In a yearly testimony to the US Senate Select Committee on Intelligence, Director of National Intelligence James Clapper put cybersecurity in the spotlight, echoing US officials who have increasingly warned in recent years about the potential of catastrophic cyber attacks directed at the United States. This time, the cybersecurity alarm came with a vague timeframe; Clapper said today that there is "a remote chance of a major cyber attack against US critical infrastructure systems during the next two years that would result in long-term, wide-scale disruption of services, such as a regional power outage." While Clapper's remarks today aren't as incendiary as those made by others in the government — last year, Defense Secretary Leon Panetta warned of a looming "cyber Pearl Harbor" — the testimony builds on the same trend of urgent concern that top security officials have used to encourage expansion of national cybersecurity programs. Those concerns have risen to the highest levels of the US government.
As President Obama entered his second term, the White House ramped up its cybersecurity efforts, opting for an executive order that allows the government to share more information it has on "cyber threats" with private companies — potentially including defense companies like Raytheon and Lockheed, which are reportedly vying for eligibility to receive the data. Congress is also working on strengthening information sharing between government and industry with the Cyber Intelligence Sharing and Protection Act (CISPA), which failed to become law last year, but has recently been revived.
"Russia and China are unlikely to launch a devastating attack outside of a military conflict."
The White House has recently toughened its stance toward China — a major alleged culprit in cyber attacks on US companies.
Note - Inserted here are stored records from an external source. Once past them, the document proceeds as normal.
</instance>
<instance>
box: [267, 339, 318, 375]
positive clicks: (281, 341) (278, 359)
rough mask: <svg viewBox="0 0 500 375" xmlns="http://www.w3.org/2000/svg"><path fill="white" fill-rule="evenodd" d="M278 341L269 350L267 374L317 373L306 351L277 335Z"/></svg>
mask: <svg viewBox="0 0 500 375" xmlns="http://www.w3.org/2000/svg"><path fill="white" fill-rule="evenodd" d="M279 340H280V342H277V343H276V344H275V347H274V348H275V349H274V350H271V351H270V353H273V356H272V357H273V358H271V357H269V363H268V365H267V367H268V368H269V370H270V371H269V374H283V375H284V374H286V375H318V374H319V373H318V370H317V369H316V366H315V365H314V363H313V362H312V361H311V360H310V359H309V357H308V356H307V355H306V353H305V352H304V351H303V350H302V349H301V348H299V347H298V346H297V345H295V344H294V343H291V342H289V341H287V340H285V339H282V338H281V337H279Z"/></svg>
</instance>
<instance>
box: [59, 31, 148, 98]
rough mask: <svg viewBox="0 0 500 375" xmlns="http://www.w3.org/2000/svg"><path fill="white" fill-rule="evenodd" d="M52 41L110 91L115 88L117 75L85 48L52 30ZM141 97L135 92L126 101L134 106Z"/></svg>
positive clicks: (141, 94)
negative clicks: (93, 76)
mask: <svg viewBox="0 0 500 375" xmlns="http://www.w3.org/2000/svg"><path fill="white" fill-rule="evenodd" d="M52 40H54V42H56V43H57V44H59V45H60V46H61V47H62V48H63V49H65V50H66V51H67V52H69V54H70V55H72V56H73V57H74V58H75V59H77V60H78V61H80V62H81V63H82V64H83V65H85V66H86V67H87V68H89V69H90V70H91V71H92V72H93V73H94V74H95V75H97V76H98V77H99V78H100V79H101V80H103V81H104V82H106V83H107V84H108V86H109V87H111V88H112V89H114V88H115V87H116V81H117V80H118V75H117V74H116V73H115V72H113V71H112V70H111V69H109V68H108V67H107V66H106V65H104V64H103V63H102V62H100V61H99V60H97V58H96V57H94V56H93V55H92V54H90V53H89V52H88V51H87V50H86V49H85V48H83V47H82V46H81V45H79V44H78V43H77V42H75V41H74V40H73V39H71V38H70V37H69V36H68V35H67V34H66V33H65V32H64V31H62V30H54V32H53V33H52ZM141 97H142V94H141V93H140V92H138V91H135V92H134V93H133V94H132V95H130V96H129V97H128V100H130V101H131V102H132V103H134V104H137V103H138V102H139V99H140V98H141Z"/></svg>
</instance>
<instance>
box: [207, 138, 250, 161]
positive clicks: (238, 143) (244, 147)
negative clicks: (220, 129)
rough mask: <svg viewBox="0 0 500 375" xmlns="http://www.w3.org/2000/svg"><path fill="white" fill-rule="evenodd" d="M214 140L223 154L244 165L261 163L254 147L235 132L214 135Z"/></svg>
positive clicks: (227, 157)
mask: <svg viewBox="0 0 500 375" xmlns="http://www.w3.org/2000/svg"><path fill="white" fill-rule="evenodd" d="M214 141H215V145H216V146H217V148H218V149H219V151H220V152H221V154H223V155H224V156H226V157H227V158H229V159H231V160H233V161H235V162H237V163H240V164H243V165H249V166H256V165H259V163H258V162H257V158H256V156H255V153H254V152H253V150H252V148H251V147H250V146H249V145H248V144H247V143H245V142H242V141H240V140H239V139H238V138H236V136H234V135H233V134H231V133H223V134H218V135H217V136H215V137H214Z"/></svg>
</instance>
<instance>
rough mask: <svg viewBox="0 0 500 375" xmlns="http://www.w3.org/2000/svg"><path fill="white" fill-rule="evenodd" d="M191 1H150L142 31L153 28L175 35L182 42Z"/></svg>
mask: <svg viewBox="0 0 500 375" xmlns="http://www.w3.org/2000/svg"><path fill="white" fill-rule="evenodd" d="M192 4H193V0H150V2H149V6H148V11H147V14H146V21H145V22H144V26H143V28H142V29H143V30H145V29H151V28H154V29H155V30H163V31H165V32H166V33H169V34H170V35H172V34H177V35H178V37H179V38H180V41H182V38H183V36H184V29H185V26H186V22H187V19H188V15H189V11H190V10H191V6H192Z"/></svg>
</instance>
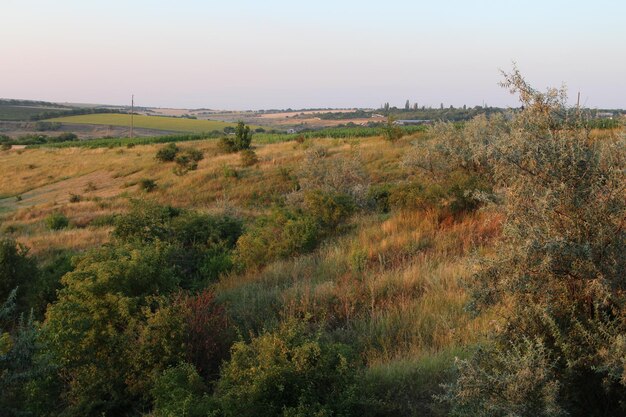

US National Security Advisor Tom Donilon recently pointed at China, warning it that the US could retaliate against cyber attacks from the country; Donilon said that "the United States will do all it must to protect our national networks, critical infrastructure, and our valuable public and private property." The White House's remarks were made less than two months after The New York Times and The Wall Street Journal reported that they their computers and employees had been targeted by cyber attacks allegedly originating from China. Just this morning, China said that is willing to open "a constructive dialogue" to help curb the recent spate of cyber attacks against US businesses.
But during today's testimony, Clapper noted that countries like China aren't really primary threats; "advanced cyber actors — such as Russia and China — are unlikely to launch such a devastating attack against the United States outside of a military conflict or crisis that they believe threatens their vital interests," he said. Instead, Clapper says attacks are likely to come from "isolated state or nonstate actors."